I like classics, and I ride them every chance I get.  Have a 1973 Raleigh International, 1978 Raleigh Team Record (Worksop), 1983 Colnago Superissimo, and a 1982 Trek 614.


----------



## Iverider (Feb 23, 2017)

NICE! I have an 82 613 and a Miyata 610. Nothing super special, but they're built well and ride very nicely. Hold out for the original!  I suppose you could always buy the replica and sell it when you find an original. It'll likely go up in value anyway.


----------



## frankabr. (Feb 23, 2017)

Here's the issue, I may have to trade the Trek 614 and the Raleigh Record (Worksop) toward it to make it affordable.


----------



## Dale Alan (Feb 23, 2017)

Nice bike,is it the same tubing as the MX Leader ?


----------



## frankabr. (Feb 23, 2017)

Columbus SL.  In some ways, I like the idea of trading 2 bikes for 1, as this will clear at least one bike out, and leave me with the 1973 International, the 1983 Colnago and this Merckx.  Not enough information has been put out about this particular bike to make an easy determination.


----------



## Dale Alan (Feb 23, 2017)

frankabr. said:


> Columbus SL.  In some ways, I like the idea of trading 2 bikes for 1, as this will clear at least one bike out, and leave me with the 1973 International, the 1983 Colnago and this Merckx.  Not enough information has been put out about this particular bike to make an easy determination.

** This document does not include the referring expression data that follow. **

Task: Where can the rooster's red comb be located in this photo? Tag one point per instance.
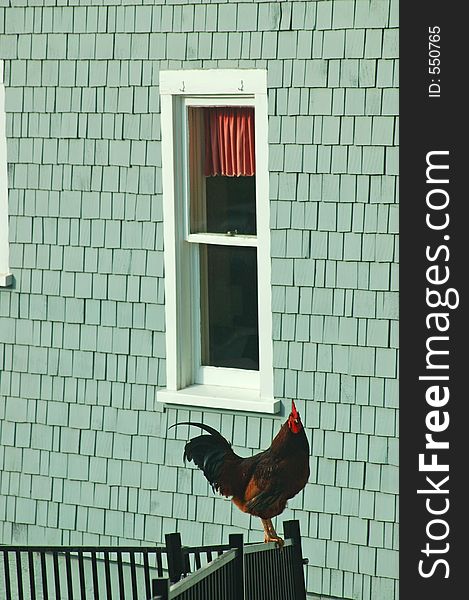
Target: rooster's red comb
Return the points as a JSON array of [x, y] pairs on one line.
[[294, 412]]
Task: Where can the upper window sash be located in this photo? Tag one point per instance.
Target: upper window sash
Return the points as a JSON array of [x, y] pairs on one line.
[[209, 88]]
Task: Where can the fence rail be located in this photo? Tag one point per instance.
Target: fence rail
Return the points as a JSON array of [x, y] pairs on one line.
[[232, 571], [251, 572], [80, 572]]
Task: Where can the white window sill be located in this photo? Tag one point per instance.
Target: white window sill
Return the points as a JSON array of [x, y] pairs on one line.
[[216, 396], [6, 279]]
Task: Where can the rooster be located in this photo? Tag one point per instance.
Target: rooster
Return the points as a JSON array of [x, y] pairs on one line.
[[261, 484]]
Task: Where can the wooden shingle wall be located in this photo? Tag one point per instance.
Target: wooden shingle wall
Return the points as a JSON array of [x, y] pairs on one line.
[[84, 453]]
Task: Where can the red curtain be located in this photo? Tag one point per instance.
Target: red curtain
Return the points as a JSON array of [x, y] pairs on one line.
[[229, 141]]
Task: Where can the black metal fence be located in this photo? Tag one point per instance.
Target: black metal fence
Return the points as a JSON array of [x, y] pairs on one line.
[[232, 571], [80, 572], [251, 572]]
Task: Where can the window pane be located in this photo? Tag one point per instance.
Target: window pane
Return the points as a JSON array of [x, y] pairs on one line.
[[229, 311], [218, 203], [231, 204]]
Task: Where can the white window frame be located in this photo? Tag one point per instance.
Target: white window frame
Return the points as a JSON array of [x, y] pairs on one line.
[[211, 387], [6, 278]]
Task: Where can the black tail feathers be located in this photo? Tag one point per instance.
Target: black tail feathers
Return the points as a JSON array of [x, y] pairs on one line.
[[208, 452]]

I thought it might be SL .Thinning the herd can be a good  at times .  Not knowing much about these would cause me concern too,you will be trading off a couple nice bikes.


----------



## frankabr. (Feb 23, 2017)

Agreed.  If it were an early 80's Merckx, it would be a slam dunk.


----------



## Dale Alan (Feb 23, 2017)

frankabr. said:


> Agreed.  If it were an early 80's Merckx, it would be a slam dunk.



+1
I am a fan of the 80s too.


----------



## Iverider (Feb 23, 2017)

frankabr. said:


> Here's the issue, I may have to trade the Trek 614 and the Raleigh Record (Worksop) toward it to make it affordable.



614s aren't too hard to come by vs a Merckx but it's probably a more pleasant bike to ride given it's less racy geometry.


----------



## frankabr. (Feb 24, 2017)

Yes, the Trek 614 and the Raleigh Record Worksop are nice rides.  Both work as long distance touring/racing bicycles for the mountains and flats, and are set up as such.  I even have Suntour Command shifters on the Trek.  The Record Worksop is set up with an extender on the Cyclone rear derailleur and and 32 tooth freewheel.  The Merckx would be similar to my Colnago Suprerissimo, an old time top line race bike, both with sew ups and limited gearing.  I would still have the International, but that one also has limited gearing for the hills. Secondly, it has center pull brakes, not great for the flats but even worse for going down mountains.  All of these items are considerations. 

ps. I also have a 2012 Fuji Altimira that I ride more than any of the others.  
My mountain bike is an old 2001 Specialized Enduro Expert.  Too many bikes, too little time!


----------